Is Fertilization for You?
Fertilization may not be for you. But when it is, you really need it.
The most important part of tree fertilization is a soil or plant tissue test before anything is applied. If you are not testing, you are guessing. And guessing with fertilizer is a good way to waste money or create new problems.
Trees make their own food using water, carbon dioxide, mineral elements, and sunlight. But they still need the right nutrients available in the soil. If essential elements are lacking, growth slows, stress tolerance drops, and the tree struggles to perform the way it should.
Trees require macronutrients:
Nitrogen, N
Phosphorus, P
Potassium, K
Calcium, Ca
Magnesium, Mg
Sulfur, S
They also require micronutrients in smaller amounts. Miss the balance, and you miss the mark.
Most urban soils are disturbed, compacted, scraped, or stripped of topsoil during construction. Then we rake and remove leaves every fall, which removes nutrients that would naturally cycle back into the root zone. Over time, that adds up. Slow growth or thin canopies may be tied to nutrient imbalance, compaction, or both. The only way to know is to test.
Spring and fall are generally the right times to fertilize. Nutrients applied then are available for the main flush of growth in spring. Trees will continue absorbing nutrients after the first freeze as long as the soil is not frozen.
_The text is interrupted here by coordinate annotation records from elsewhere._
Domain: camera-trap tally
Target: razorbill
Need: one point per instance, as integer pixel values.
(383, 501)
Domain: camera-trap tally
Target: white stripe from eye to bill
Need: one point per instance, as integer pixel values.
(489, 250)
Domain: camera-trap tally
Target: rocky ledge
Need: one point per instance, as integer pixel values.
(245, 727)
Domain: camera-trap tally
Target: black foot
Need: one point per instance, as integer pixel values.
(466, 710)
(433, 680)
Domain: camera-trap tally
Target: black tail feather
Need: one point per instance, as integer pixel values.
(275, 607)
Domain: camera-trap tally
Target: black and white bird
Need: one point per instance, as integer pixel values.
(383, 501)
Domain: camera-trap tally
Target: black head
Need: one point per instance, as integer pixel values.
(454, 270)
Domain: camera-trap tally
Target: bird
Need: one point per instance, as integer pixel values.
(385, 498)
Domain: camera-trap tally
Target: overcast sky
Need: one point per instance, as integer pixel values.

Summer fertilization is usually a bad idea. Fertilizer salts combined with heat and low moisture can stress trees. Late summer applications can also push tender growth that does not handle early freezes well.
Do not apply nitrogen at planting or after significant root damage. This will encourage top growth when roots are compromised.
If fertilization is warranted, it needs to be done correctly. At Wellnitz Tree Care, we use slow-release products and apply them across the entire root zone, either through soil injection or calibrated granular application.
Test first. Fix what is actually deficient. Leave the rest alone.